Raising the depth widens FwError[] copies inside critical sections — keep ≤16 (F-ME-12). 6 is enough that a transient burst (failed CAN init + dropped USB cmd + stale signal warning) doesn’t evict the underlying root cause.

Promoted from a local constexpr so the Studio ErrorBar UI and any other cross-package consumer can stay in sync with a single source of truth.

Push semantics

ErrorStore::push(source, code, message):

  • Duplicate (source, code) → updates the existing entry’s message in place. No eviction, no ordering change. version still increments so subscribers see the change.
  • New (source, code) and ring not full → inserts at the next slot (head + count).
  • New (source, code) and ring full → overwrites the oldest entry (head) and advances head by one. Newest entry always at the tail.

version is incremented unconditionally on any state change so getVersion() polls cheaply (no need to diff the buffer).

getAll — newest-first

ErrorStore::getAll(buf, &count, maxCount) copies up to maxCount entries into buf, newest first. The ErrorBar reads with maxCount = MAX_ROWS = 6 so the cap matches the ring size.

dismissAt — collapse the gap

ErrorStore::dismissAt(row) drops the entry at newest-first index row:

  • row == 0 (newest) → just decrement count, no shift needed.
  • row == count - 1 (oldest) → advance head by one, no copy needed.
  • middle → shift entries one position toward head to close the gap. The newest entry’s prior slot is left untouched but unreferenced.

Out-of-range row is a silent no-op AND does NOT advance version — locked down by test_dismissAt_versionAdvancesOnSuccess_… in the Unity suite.

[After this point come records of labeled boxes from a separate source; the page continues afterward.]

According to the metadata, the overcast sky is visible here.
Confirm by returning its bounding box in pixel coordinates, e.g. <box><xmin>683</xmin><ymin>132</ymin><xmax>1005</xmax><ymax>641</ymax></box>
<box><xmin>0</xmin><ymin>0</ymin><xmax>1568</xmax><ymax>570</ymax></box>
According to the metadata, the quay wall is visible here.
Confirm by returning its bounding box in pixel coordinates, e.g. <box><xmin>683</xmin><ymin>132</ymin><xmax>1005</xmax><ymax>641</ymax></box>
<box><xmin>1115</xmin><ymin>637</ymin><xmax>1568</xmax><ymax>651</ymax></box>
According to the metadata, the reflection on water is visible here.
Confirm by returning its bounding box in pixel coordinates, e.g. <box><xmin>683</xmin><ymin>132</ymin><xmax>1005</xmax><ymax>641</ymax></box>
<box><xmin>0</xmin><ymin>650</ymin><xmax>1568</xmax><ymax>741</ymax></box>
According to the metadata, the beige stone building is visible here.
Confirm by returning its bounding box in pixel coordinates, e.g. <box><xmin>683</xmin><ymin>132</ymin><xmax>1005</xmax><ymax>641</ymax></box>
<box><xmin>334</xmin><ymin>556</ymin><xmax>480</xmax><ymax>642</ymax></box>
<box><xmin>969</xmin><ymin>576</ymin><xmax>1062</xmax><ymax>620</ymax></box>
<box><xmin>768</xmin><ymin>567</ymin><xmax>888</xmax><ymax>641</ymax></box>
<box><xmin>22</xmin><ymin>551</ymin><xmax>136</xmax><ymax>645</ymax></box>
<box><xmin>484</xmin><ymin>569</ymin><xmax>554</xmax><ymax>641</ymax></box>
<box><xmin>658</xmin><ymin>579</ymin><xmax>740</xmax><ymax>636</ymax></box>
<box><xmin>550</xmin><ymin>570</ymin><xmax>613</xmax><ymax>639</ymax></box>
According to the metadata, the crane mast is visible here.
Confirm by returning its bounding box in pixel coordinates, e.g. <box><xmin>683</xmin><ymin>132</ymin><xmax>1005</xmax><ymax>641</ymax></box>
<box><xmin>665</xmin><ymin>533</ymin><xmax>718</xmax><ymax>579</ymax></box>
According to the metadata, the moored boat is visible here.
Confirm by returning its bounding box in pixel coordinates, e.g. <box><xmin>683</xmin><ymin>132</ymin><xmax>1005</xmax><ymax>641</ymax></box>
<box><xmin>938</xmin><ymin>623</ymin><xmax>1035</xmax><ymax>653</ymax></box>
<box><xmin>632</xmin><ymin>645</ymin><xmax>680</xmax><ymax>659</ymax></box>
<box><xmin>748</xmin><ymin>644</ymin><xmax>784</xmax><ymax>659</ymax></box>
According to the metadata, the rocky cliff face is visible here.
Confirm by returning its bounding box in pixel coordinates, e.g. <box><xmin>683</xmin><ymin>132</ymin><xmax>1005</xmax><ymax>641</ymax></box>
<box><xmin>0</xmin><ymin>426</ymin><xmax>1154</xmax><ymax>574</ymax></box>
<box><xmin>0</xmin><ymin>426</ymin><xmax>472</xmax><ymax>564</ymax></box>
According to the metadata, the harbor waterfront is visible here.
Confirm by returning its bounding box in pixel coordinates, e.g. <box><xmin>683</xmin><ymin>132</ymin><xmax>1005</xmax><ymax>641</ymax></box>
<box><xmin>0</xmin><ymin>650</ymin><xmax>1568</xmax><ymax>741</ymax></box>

Version bumps that the UI reads

ErrorBar::update() polls ErrorStore::getVersion() once per UI frame and short-circuits when unchanged. This is the bandwidth budget that keeps the error-render path off the hot frame loop. Adding a code path that bumps version without changing the buffer would burn UI cycles re-rendering the same content.